Filed under: Editorials — Pei-Ling @ 4:11 am

I met Nam Le at the last AWP and the thing that struck me as kind of cute is that he’s an Asian guy with an Australian accent. I have relatives who live all over the world, including Africa, so when they come to visit, I get to hear all sorts of crazy accents mixed in with their Chinese accent. Most of the time it does not work, but for some reason the Vietnamese/Australian thing seems to be a good combo, even though I generally don’t like Australian accents. Go figure.

 Nam Le has a book of short stories out entitled The Boat and I found an interview with him on laist.com.  When asked about how he came to write this collection, he said:

 “…I can tell you that I never imagined, as I was writing these stories, that they would end up in a collection… I was writing these stories just as I started seriously reading short stories, and in part the diversity in this book is attributable to my having become simultaneously smitten with so many stories of all shapes and narratives stripes. I wanted each of my stories to work completely on its own terms, to answer solely to its own aspirations.

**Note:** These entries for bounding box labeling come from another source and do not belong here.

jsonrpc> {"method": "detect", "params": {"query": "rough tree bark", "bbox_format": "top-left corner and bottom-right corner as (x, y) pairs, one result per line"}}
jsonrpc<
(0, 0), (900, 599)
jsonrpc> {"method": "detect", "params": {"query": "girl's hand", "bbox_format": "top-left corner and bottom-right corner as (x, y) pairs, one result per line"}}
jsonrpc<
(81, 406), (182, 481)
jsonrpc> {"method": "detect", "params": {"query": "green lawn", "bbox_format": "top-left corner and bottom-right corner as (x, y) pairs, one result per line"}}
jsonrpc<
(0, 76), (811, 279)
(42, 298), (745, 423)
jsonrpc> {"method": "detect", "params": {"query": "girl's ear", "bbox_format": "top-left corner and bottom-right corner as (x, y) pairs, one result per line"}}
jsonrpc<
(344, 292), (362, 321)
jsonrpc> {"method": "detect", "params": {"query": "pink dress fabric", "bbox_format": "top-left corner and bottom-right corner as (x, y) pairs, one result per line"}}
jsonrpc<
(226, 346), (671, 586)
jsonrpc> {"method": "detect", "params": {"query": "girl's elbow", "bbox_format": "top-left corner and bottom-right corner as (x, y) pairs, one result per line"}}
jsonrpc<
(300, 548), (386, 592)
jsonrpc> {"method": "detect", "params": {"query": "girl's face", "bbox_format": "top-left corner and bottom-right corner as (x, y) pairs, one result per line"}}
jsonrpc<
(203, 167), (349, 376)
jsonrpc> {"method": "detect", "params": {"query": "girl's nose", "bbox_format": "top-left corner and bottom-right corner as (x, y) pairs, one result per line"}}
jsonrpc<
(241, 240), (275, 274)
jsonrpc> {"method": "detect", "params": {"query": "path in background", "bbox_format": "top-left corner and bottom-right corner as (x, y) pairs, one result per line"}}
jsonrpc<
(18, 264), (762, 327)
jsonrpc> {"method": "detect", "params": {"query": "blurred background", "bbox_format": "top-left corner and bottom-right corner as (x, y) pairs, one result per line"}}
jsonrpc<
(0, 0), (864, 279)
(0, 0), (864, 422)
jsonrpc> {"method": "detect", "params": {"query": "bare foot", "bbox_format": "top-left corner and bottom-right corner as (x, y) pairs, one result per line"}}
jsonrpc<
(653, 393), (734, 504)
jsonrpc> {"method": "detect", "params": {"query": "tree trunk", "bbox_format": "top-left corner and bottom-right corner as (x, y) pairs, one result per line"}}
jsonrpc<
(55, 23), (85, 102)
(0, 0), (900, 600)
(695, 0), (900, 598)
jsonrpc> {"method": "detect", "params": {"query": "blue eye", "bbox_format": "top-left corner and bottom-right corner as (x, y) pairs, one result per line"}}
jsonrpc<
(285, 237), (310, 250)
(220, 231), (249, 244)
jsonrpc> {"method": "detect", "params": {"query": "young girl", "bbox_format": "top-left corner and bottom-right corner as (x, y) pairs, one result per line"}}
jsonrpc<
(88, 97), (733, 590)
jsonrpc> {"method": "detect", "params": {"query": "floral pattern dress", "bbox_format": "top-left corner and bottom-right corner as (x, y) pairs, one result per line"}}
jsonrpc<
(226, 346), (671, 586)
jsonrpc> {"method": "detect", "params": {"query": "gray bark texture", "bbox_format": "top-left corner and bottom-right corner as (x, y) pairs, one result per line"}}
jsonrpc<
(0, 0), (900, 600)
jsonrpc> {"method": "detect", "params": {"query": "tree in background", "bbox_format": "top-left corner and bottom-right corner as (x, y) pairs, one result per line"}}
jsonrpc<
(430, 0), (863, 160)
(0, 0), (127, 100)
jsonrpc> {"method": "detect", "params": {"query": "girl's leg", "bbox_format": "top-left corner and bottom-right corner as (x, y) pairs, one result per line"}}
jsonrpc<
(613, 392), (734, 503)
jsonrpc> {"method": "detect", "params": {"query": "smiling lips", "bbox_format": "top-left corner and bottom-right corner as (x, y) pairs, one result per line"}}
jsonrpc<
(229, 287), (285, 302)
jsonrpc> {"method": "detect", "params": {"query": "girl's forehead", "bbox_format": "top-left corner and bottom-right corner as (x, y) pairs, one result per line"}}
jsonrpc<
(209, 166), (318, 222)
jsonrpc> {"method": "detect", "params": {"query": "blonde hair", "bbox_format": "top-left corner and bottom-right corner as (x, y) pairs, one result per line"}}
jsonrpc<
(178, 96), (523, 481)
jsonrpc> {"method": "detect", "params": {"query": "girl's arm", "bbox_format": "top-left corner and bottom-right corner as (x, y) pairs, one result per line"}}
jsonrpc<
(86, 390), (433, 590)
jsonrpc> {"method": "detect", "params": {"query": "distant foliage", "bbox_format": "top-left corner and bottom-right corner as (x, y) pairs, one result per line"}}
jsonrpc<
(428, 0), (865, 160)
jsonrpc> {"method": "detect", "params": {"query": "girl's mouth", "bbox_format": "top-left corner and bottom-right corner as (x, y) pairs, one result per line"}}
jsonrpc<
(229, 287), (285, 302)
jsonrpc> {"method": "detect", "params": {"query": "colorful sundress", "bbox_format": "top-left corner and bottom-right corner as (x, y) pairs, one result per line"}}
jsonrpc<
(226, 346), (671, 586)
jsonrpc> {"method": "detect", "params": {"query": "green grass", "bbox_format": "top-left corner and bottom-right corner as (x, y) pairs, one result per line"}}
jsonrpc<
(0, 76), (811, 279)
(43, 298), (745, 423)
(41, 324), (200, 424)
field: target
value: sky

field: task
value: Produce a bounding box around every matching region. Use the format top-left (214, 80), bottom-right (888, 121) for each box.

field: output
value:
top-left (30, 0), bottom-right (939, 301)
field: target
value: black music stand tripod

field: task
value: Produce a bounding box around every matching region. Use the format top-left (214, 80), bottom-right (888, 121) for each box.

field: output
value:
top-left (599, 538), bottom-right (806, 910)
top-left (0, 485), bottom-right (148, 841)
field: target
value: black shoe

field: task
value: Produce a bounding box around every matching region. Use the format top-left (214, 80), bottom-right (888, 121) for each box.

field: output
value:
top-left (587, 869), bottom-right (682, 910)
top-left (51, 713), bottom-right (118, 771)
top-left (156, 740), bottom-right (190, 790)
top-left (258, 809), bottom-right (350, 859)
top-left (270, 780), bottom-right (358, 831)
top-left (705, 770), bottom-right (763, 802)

As for how they came to be published – a couple of years ago I holed myself up for seven cold months on the top floor of a barn in Provincetown to work on a novel, but found myself compulsively returning to and rejigging these stories. Finally I set the novel aside, knuckled down on the stories, collated them and sent them to my agent to hold in escrow. (He too was waiting for my novel.) I told him not to let me touch the stories again. He read them, then told me he thought they were ready. At that point I realized how conventional wisdom in publishing works – it doesn’t really.”